CONGRESSIONAL ACTION ON MEDICARE REIMBURSEMENT
Congress has agreed on a legislative package including six bills that would fund certain federal agencies for the remainder of 2024. Proposals include a number of healthcare-specific policies, such as the extension of the 1.0 GPCI floor, extension of the Advanced Alternative Payment Model (APM) incentive payment for 2024 at 1.88%, maintaining the 2023 QP threshold levels for 2024, and more.
The legislation also includes a proposed, prospective increase of 1.68% to Medicare physician reimbursement effective March 9, partially mitigating the 3.37% cut to the Medicare conversion factor that went into place on Jan. 1. Medical groups would still be left with a 1.69% reduction in reimbursement for the rest of the year.
MGMA released a statement on Congress’ failure to reverse the full cut earlier this week and remains committed to sustainable reform to the Medicare payment system that includes an inflationary update.
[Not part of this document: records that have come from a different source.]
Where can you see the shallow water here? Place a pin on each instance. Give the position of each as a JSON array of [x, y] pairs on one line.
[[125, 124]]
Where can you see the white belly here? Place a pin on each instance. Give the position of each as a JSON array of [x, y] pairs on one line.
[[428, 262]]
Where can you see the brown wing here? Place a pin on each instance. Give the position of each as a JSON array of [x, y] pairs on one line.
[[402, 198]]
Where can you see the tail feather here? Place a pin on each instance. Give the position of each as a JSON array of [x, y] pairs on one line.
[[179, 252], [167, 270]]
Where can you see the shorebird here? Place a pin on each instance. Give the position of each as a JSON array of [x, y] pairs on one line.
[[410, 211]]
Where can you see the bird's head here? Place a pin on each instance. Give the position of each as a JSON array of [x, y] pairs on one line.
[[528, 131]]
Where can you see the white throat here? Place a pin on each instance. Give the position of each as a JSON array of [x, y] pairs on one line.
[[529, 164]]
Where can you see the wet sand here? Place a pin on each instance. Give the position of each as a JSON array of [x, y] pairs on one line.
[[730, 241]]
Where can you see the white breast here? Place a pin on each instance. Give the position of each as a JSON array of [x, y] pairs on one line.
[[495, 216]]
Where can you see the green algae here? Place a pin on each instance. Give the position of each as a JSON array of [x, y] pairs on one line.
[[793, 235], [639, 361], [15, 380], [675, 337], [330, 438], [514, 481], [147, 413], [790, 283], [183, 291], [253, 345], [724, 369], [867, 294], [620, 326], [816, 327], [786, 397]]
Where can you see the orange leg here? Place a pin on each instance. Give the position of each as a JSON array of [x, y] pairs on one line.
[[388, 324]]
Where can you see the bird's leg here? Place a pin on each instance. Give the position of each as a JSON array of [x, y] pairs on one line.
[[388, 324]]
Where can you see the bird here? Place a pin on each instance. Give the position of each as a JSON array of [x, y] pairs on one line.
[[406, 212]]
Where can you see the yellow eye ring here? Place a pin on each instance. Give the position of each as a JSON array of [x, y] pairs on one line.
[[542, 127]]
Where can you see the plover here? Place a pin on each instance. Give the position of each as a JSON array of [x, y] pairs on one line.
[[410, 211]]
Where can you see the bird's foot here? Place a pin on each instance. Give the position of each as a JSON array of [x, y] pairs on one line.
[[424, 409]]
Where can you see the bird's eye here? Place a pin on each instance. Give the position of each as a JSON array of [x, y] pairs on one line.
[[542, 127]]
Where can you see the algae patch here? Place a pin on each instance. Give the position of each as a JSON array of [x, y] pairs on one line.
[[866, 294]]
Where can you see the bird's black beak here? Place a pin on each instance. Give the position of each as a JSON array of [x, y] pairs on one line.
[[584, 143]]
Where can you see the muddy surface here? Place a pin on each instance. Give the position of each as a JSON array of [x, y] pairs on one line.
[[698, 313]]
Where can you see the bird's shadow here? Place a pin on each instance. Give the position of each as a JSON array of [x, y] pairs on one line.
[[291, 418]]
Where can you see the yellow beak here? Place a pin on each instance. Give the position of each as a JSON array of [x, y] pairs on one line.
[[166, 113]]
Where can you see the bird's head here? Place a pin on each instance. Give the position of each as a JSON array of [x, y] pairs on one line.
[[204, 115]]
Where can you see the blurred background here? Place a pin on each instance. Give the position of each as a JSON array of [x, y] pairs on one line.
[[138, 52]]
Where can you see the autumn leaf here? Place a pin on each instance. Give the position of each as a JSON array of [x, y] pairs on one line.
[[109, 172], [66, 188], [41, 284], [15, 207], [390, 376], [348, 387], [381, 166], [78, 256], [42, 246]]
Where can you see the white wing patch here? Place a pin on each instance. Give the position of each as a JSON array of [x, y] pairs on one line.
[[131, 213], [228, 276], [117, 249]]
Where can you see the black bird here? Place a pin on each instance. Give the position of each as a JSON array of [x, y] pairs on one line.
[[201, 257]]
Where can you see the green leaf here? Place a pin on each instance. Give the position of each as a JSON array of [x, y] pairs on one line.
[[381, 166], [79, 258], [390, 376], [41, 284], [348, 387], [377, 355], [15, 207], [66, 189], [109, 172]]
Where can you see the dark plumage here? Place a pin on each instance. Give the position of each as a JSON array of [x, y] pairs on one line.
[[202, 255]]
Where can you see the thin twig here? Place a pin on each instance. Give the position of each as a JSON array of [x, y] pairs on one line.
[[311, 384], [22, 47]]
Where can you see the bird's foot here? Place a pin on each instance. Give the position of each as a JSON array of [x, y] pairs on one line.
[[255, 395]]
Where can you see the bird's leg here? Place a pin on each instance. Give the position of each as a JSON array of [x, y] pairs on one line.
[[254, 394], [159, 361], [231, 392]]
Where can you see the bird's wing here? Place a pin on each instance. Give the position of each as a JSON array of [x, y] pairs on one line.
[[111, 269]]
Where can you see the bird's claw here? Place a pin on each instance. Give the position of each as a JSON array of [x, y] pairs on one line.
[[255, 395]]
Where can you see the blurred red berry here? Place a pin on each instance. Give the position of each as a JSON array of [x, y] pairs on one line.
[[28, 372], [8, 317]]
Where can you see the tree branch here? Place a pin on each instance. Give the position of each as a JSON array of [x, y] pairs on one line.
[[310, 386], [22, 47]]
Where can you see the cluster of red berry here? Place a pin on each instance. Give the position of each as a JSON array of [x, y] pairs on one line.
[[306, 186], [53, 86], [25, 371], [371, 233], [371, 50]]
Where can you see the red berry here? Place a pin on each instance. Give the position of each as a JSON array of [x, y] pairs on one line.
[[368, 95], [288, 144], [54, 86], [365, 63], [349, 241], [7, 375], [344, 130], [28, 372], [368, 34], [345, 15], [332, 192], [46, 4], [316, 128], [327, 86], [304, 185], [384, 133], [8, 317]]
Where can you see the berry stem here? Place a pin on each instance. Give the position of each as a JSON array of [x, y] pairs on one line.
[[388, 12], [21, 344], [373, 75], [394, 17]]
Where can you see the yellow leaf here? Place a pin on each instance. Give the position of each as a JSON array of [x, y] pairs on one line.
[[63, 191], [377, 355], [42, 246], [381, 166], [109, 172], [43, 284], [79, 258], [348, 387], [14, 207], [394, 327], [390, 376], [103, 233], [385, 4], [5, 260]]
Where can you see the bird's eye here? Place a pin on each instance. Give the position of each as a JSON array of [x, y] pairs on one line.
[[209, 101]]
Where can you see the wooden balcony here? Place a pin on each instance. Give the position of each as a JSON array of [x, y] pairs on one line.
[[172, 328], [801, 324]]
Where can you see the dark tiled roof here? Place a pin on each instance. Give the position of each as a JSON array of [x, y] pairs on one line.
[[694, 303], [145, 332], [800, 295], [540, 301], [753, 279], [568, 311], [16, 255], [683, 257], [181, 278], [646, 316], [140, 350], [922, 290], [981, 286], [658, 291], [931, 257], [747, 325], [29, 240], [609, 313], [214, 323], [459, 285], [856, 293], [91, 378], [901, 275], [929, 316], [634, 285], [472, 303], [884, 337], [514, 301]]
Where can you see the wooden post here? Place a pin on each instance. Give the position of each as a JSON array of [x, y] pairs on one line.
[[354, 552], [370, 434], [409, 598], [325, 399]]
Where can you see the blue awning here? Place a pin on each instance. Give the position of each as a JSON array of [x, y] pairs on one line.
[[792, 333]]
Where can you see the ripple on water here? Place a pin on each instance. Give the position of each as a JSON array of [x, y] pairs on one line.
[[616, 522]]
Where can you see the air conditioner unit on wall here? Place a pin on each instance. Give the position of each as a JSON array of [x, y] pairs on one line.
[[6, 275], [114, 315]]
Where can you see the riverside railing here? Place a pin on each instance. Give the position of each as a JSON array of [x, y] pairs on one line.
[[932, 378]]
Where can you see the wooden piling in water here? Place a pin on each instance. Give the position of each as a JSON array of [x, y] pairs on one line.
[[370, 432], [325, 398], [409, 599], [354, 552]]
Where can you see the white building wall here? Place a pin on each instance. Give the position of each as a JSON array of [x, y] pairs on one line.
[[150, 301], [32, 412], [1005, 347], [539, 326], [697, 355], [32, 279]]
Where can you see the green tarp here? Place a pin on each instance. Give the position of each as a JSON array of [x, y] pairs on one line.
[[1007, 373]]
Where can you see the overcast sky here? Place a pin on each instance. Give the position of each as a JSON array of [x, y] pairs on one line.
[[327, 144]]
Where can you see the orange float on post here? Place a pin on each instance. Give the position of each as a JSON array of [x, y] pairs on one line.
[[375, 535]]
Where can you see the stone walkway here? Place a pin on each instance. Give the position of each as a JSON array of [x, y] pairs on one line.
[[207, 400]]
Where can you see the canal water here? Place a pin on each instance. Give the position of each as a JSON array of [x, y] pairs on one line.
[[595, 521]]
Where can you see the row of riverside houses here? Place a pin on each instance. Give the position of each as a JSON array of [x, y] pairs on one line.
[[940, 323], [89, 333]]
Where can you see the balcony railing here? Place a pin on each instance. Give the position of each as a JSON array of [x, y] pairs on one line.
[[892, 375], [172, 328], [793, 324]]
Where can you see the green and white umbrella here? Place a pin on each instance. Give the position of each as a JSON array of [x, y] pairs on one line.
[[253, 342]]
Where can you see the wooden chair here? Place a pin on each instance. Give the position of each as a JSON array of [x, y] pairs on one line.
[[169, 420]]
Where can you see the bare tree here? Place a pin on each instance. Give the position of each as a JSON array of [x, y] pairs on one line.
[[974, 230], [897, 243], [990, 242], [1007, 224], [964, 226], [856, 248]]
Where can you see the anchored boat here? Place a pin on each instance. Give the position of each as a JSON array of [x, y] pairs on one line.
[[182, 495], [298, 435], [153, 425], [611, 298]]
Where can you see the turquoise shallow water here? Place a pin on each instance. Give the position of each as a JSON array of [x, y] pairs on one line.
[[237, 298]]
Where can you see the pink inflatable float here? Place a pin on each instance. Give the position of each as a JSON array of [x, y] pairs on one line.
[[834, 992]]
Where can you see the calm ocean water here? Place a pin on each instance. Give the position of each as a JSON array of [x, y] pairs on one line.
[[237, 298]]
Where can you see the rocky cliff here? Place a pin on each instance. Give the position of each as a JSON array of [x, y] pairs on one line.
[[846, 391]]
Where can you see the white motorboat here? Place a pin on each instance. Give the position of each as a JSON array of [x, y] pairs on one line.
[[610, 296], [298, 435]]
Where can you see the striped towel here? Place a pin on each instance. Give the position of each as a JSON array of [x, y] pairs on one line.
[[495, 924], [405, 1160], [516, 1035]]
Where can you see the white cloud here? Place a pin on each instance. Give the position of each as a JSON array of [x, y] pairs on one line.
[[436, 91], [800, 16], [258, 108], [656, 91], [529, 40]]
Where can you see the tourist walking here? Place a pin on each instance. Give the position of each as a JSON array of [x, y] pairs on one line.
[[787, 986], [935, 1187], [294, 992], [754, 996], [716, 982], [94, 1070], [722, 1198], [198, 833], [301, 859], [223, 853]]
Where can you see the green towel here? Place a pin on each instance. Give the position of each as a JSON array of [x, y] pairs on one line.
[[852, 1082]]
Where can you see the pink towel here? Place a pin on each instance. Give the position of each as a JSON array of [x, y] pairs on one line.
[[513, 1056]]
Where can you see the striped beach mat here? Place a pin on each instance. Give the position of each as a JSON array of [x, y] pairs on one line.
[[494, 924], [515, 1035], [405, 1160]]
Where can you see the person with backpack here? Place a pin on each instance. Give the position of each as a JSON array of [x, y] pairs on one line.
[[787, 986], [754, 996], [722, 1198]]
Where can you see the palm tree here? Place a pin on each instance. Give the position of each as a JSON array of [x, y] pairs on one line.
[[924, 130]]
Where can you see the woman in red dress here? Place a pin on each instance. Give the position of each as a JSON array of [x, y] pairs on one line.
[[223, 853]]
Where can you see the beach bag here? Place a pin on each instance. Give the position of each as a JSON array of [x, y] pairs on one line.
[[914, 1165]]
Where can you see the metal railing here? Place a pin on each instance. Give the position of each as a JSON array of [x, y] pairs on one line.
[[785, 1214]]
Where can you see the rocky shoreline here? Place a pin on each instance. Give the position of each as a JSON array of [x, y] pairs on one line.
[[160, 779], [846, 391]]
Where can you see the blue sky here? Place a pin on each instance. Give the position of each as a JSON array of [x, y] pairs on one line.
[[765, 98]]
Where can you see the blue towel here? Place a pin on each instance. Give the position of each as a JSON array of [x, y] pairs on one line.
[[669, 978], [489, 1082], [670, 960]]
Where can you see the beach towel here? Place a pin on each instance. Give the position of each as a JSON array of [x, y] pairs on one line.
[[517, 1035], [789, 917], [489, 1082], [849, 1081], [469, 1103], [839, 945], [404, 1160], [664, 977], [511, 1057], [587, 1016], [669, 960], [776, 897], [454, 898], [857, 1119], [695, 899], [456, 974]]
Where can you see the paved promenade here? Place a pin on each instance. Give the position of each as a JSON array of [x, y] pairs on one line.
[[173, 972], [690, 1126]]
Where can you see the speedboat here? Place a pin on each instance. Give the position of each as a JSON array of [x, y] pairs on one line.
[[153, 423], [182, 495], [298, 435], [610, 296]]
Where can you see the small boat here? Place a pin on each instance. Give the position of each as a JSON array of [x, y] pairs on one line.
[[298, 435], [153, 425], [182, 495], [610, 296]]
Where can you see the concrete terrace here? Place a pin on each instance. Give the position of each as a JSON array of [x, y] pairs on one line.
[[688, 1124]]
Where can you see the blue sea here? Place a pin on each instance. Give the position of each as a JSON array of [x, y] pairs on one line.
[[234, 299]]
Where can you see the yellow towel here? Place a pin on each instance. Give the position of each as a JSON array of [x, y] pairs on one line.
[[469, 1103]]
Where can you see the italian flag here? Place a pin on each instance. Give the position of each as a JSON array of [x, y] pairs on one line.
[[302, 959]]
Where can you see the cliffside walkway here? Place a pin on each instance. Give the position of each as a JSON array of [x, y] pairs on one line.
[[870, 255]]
The legislative package was passed by the House late yesterday afternoon and now heads to the Senate.
CHANGE HEALTHCARE CYBERSECURITY ATTACK UPDATE
MGMA is closely monitoring the Change Healthcare cyberattack situation. We continue to hear concerning feedback from members about the myriad ways their practices are being impacted. Given the size of Change Healthcare and the breadth of services it provides to physician groups and the larger healthcare sector, the consequences of this malicious cyberattack have been significant and far-reaching.
We sent a letter to the Department of Health and Human Services (HHS) last Wednesday outlining the consequences medical groups have felt and requesting they utilize all the tools at their disposal to mitigate these impacts so medical groups do not have to take drastic actions to remain in operation. HHS released a statement in response to feedback from MGMA and other affected physician and hospital organizations on the fallout from the Change Healthcare outage, outlining flexibilities to assist providers.
MGMA is continuing to advocate for accelerated payments for physician practices, as well as additional support, as the consequences of the cyberattack remain.